It is well known that ultraviolet B irradiation leads to dermal
inflammation. In this study, we found that
Mekabu fucoidan suppressed
edema, decreased the thickness of the prickle cell layer, and decreased
matrix metalloproteinase 1 in the skin of mice irradiated with ultraviolet B. Moreover, we found that the mean level of
interferon gamma of
Mekabu fucoidan-treated, ultraviolet B-irradiated mice (approximately 2.2 ng/mL) was not significantly different from that in normal mice (approximately 2.5 ng/mL). In contrast, a significant decrease in the mean level of
interferon gamma (approximately 1.3 ng/mL) in ultraviolet B-irradiated control mice was observed compared with that in
Mekabu fucoidan-treated, ultraviolet B-irradiated mice. The mean thickness of the prickle cell layer in the skin of
Mekabu fucoidan-treated, ultraviolet B-irradiated mice was less than that in the ultraviolet B-irradiated control mice.

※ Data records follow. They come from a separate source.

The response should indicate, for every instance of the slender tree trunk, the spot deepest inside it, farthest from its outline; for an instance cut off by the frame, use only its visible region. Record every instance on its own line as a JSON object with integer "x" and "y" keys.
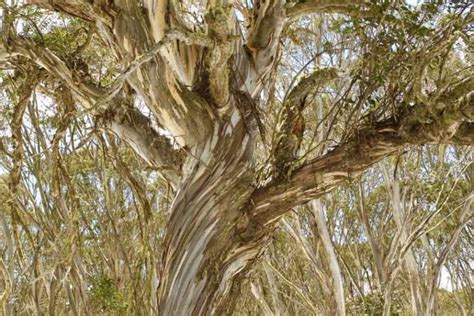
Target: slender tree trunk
{"x": 338, "y": 286}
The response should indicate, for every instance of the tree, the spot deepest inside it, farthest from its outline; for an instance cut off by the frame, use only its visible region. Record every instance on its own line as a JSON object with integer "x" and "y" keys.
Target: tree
{"x": 229, "y": 123}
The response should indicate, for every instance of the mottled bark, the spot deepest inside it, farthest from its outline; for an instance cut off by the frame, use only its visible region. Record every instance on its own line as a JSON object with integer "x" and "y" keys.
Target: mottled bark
{"x": 202, "y": 92}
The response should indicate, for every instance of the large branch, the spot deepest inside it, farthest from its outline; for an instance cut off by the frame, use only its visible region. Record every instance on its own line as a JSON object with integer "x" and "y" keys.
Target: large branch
{"x": 368, "y": 146}
{"x": 111, "y": 107}
{"x": 157, "y": 150}
{"x": 257, "y": 57}
{"x": 304, "y": 7}
{"x": 290, "y": 134}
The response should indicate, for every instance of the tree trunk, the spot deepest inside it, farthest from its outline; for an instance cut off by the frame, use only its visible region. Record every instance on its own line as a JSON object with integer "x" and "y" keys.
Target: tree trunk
{"x": 203, "y": 248}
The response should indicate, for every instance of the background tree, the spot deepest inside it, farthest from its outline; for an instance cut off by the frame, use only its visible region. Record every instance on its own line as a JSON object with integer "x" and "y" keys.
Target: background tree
{"x": 240, "y": 112}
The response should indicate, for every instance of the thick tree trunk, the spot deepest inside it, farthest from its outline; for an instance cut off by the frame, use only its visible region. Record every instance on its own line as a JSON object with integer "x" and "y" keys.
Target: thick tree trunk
{"x": 203, "y": 251}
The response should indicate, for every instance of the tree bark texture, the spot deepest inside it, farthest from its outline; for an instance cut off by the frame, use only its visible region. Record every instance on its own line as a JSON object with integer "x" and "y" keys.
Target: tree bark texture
{"x": 202, "y": 89}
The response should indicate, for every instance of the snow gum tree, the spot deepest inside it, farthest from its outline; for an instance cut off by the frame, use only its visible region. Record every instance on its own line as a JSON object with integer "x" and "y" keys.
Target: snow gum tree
{"x": 246, "y": 109}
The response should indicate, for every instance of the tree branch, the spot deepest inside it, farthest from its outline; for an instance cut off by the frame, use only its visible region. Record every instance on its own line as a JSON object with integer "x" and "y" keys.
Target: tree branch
{"x": 292, "y": 126}
{"x": 258, "y": 56}
{"x": 135, "y": 129}
{"x": 349, "y": 160}
{"x": 302, "y": 7}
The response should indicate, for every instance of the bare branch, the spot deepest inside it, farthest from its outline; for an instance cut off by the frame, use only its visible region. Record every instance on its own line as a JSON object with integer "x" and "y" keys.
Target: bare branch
{"x": 157, "y": 150}
{"x": 301, "y": 8}
{"x": 291, "y": 132}
{"x": 349, "y": 160}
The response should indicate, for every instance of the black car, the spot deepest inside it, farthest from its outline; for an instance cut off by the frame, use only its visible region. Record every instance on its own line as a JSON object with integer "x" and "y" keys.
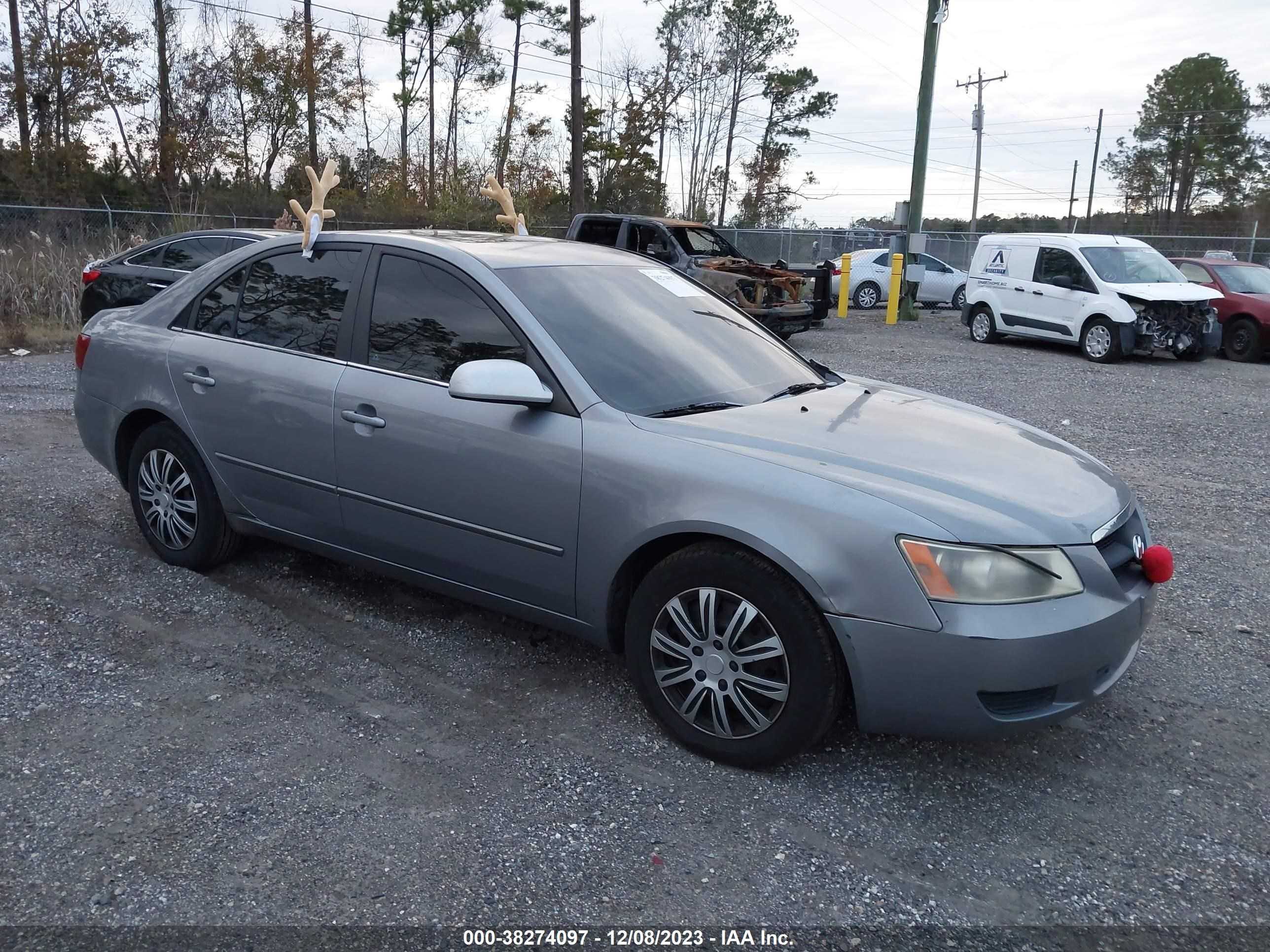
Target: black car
{"x": 140, "y": 273}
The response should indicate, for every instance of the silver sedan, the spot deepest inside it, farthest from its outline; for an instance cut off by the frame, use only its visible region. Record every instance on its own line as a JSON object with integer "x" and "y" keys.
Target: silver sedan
{"x": 870, "y": 280}
{"x": 598, "y": 443}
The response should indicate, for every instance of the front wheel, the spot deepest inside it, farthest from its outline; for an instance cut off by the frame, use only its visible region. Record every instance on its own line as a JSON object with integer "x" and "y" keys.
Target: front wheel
{"x": 1100, "y": 340}
{"x": 1242, "y": 340}
{"x": 732, "y": 657}
{"x": 982, "y": 329}
{"x": 176, "y": 503}
{"x": 868, "y": 295}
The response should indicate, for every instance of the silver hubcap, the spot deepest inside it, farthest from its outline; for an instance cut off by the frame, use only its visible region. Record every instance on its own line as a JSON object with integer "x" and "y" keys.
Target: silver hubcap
{"x": 168, "y": 499}
{"x": 1097, "y": 342}
{"x": 719, "y": 663}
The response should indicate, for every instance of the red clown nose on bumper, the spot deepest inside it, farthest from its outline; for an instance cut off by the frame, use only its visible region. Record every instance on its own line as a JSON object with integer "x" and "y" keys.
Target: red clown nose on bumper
{"x": 1158, "y": 564}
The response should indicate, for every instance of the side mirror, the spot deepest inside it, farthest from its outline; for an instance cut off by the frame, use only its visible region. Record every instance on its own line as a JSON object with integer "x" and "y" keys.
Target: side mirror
{"x": 498, "y": 382}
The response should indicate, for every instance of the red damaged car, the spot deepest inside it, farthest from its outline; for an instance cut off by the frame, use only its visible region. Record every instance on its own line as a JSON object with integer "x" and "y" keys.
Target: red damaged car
{"x": 1244, "y": 310}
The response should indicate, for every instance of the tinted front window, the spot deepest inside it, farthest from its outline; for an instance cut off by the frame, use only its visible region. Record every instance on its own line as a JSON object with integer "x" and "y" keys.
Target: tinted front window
{"x": 1055, "y": 263}
{"x": 1245, "y": 281}
{"x": 296, "y": 304}
{"x": 649, "y": 343}
{"x": 188, "y": 254}
{"x": 215, "y": 314}
{"x": 424, "y": 322}
{"x": 1125, "y": 265}
{"x": 704, "y": 241}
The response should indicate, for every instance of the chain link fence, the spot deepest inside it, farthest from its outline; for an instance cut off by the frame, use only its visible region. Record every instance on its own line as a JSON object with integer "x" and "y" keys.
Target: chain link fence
{"x": 108, "y": 228}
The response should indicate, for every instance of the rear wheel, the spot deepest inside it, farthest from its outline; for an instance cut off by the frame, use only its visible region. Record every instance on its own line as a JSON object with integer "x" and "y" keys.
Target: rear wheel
{"x": 1100, "y": 342}
{"x": 1242, "y": 340}
{"x": 176, "y": 503}
{"x": 732, "y": 657}
{"x": 982, "y": 327}
{"x": 868, "y": 295}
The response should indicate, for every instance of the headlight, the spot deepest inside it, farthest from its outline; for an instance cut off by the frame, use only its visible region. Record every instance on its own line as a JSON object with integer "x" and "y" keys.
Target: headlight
{"x": 989, "y": 576}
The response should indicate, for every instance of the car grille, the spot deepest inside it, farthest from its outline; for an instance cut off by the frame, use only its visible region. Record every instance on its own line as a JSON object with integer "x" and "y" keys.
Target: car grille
{"x": 1018, "y": 704}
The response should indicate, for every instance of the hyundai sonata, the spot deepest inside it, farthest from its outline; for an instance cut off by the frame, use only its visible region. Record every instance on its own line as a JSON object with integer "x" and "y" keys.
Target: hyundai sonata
{"x": 594, "y": 442}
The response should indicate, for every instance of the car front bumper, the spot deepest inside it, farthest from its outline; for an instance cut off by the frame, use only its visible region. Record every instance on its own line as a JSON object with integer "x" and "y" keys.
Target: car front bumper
{"x": 996, "y": 669}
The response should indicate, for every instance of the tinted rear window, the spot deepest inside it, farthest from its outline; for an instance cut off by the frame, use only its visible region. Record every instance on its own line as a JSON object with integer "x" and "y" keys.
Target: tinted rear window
{"x": 295, "y": 303}
{"x": 188, "y": 254}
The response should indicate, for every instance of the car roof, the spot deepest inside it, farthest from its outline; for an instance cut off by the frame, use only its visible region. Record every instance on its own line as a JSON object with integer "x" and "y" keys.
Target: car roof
{"x": 1225, "y": 262}
{"x": 497, "y": 250}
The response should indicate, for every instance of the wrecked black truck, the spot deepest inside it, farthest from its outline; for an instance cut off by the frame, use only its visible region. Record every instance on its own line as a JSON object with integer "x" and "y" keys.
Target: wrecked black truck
{"x": 781, "y": 299}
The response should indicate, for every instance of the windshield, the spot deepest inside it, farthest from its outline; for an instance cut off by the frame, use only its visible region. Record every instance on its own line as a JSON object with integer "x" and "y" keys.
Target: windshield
{"x": 1126, "y": 265}
{"x": 1244, "y": 281}
{"x": 705, "y": 241}
{"x": 648, "y": 340}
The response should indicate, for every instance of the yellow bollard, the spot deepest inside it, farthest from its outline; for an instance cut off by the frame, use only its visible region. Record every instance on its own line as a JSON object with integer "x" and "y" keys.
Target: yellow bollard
{"x": 897, "y": 273}
{"x": 845, "y": 286}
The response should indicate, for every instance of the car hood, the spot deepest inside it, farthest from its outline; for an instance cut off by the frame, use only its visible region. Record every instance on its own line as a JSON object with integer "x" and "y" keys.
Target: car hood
{"x": 981, "y": 476}
{"x": 1170, "y": 291}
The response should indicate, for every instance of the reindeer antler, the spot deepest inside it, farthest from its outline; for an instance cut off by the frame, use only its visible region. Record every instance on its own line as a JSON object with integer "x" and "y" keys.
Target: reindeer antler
{"x": 314, "y": 217}
{"x": 499, "y": 193}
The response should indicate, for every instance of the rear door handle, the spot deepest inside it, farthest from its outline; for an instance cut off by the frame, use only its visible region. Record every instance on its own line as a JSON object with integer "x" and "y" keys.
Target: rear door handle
{"x": 365, "y": 419}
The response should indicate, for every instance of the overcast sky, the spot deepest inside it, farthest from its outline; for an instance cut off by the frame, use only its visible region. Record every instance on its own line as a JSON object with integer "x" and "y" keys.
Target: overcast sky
{"x": 1064, "y": 59}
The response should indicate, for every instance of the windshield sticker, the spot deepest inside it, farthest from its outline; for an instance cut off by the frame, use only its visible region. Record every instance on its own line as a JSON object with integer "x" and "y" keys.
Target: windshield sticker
{"x": 672, "y": 282}
{"x": 1000, "y": 259}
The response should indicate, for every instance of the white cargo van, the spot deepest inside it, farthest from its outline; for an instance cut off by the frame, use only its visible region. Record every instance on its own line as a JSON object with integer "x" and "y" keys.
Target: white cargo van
{"x": 1110, "y": 296}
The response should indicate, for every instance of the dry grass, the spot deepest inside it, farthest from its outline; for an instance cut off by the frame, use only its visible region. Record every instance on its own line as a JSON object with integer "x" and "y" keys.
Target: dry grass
{"x": 40, "y": 287}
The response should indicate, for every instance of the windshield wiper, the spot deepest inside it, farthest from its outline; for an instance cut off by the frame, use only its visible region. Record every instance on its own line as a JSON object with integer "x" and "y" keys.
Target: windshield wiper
{"x": 793, "y": 389}
{"x": 695, "y": 408}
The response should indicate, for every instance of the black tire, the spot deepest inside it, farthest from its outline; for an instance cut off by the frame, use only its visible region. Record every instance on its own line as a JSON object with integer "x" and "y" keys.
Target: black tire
{"x": 978, "y": 332}
{"x": 1113, "y": 348}
{"x": 214, "y": 541}
{"x": 1242, "y": 340}
{"x": 867, "y": 291}
{"x": 812, "y": 660}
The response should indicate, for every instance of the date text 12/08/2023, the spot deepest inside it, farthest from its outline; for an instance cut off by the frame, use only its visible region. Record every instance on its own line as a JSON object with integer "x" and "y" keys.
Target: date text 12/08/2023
{"x": 620, "y": 938}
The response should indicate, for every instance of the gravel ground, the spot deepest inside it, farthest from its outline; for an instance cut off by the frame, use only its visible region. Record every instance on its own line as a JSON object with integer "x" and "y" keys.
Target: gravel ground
{"x": 290, "y": 741}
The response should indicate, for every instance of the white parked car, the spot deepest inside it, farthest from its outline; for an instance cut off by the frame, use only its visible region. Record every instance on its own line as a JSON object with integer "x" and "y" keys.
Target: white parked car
{"x": 870, "y": 280}
{"x": 1109, "y": 295}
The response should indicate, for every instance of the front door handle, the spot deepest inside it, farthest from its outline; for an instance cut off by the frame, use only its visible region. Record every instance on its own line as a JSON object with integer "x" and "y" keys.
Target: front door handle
{"x": 365, "y": 419}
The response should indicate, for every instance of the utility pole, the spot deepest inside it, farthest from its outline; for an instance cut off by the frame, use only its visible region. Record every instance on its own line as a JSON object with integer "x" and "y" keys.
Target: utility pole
{"x": 936, "y": 12}
{"x": 977, "y": 125}
{"x": 576, "y": 124}
{"x": 1094, "y": 172}
{"x": 309, "y": 84}
{"x": 1071, "y": 202}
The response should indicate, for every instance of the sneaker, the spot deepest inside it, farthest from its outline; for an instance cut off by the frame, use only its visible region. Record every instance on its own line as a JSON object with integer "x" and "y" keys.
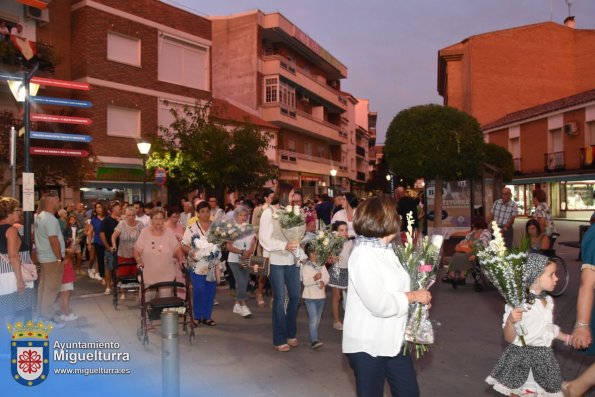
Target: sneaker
{"x": 70, "y": 317}
{"x": 245, "y": 312}
{"x": 317, "y": 344}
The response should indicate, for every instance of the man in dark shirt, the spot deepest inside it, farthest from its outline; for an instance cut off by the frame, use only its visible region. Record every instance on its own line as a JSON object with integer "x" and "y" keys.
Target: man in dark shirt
{"x": 324, "y": 209}
{"x": 406, "y": 204}
{"x": 107, "y": 230}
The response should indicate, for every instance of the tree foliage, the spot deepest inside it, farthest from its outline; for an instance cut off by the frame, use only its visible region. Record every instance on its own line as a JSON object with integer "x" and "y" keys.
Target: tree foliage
{"x": 200, "y": 152}
{"x": 500, "y": 157}
{"x": 433, "y": 141}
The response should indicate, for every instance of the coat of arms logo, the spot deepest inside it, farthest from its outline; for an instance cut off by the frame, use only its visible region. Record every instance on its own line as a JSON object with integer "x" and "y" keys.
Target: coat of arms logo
{"x": 29, "y": 352}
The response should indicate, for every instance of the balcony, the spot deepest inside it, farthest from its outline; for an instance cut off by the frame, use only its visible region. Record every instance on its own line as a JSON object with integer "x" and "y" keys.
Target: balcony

Metalloproteinase 1 activity was significantly higher in the skin of ultraviolet B-irradiated mice than in the skin of untreated, nonirradiated normal mice.
Metalloproteinase 1 in the skin of ultraviolet B-irradiated,
Mekabu fucoidan- or
L(+)-ascorbic acid (
vitamin C)-treated mice was significantly lower than that in the ultraviolet B-irradiated control mice. Mitigation of the morphological changes in
Mekabu fucoidan-treated mice was correlated with a decrease in
metalloproteinase 1 levels. These data indicate that
Mekabu fucoidan is an effective suppressor of
inflammation in an ultraviolet B-irradiated mouse model.